BOMBARDATI E DISATTENTI. Per chi, come Contri, come i pubblicitari e come tutti noi, deve dunque e ogni giorno comunicare, farlo in modo efficace è diventato sempre più difficile, ma non solo per il numero virtualmente infinito di luoghi e mezzi dove farlo. L’eccessiva esposizione a parole, immagini, segni e suoni si accompagna infatti a una costante attenzione parziale, effetto patologico del sovraccarico di compiti a cui sottoponiamo il nostro cervello, non strutturato per il multitasking.
LA MODA OFFRE UN SOGNO. Per questo, quando Contri mi ha chiesto un breve testo sulla comunicazione attuale della moda da inserire nel libro e sul perché il club degli stilisti e affini non abbia mai trovato alcun punto di contatto con la pubblicità classica, mi sono resa conto che la moda riesce a sfuggire a molte di queste problematiche perché non vende un prodotto, ma offre a ciascuno di noi il sogno migliorativo di se stesso, ottenendo dunque e quasi sempre il massimo dell’attenzione.

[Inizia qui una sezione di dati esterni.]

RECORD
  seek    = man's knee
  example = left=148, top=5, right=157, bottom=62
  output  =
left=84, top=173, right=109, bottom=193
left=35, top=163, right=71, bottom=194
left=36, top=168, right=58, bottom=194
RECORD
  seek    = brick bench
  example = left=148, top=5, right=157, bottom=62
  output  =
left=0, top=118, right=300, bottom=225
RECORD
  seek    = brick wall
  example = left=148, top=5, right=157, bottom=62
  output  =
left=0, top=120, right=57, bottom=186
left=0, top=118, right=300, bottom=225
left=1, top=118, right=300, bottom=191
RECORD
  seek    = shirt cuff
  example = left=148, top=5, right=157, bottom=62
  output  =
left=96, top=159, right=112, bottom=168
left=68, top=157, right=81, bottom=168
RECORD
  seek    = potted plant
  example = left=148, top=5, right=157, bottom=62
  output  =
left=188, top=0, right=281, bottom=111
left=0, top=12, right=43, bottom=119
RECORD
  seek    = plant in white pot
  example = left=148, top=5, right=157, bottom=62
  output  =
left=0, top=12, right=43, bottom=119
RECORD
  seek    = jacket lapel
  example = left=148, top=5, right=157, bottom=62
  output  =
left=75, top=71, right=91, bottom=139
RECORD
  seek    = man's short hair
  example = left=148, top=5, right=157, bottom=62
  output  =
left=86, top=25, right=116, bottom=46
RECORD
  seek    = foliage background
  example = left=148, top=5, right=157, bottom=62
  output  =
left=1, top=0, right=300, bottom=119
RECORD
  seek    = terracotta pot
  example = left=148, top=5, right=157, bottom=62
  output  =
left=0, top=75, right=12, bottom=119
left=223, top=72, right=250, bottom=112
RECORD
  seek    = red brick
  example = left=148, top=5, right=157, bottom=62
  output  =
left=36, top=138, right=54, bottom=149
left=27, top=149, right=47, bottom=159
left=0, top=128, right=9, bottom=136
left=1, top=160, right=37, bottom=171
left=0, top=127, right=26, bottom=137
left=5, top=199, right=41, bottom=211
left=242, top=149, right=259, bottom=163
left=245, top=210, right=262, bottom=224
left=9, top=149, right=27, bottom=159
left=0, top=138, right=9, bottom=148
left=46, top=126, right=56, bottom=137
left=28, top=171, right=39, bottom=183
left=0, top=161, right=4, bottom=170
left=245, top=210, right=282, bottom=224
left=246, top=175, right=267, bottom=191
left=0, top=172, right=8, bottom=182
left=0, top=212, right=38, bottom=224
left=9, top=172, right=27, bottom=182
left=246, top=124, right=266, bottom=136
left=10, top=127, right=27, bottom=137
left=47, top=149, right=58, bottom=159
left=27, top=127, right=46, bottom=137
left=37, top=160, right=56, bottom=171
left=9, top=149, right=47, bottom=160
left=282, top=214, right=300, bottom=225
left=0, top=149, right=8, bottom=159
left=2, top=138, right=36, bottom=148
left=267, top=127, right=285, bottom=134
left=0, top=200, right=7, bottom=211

VENDE IMMAGINI DI IDENTIFICAZIONE. Il mezzo (non) è (più) il messaggio, ma la moda non ha mai venduto moda, a dispetto di una storica fiera milanese che così venne chiamata da quel genio delle pubbliche relazioni di Beppe Modenese. La moda non vende vestiti, né borsette, né scarpe. Se lo facesse, avrebbe certamente bisogno delle agenzie di pubblicità. Invece, vende strumenti utili alla valorizzazione e alla perpetuazione della giovinezza, della bellezza, del sesso. E dunque vende immagini di identificazione. Per questo funziona così bene su Instagram, e per questo i suoi influencer e i suoi blogger sono seguiti da milioni di fan, mentre quelli del food, del design, dell’arte, riescono raramente a superare le decine di migliaia. La moda è il messaggio migliore che ognuno di noi vuol dare di sé.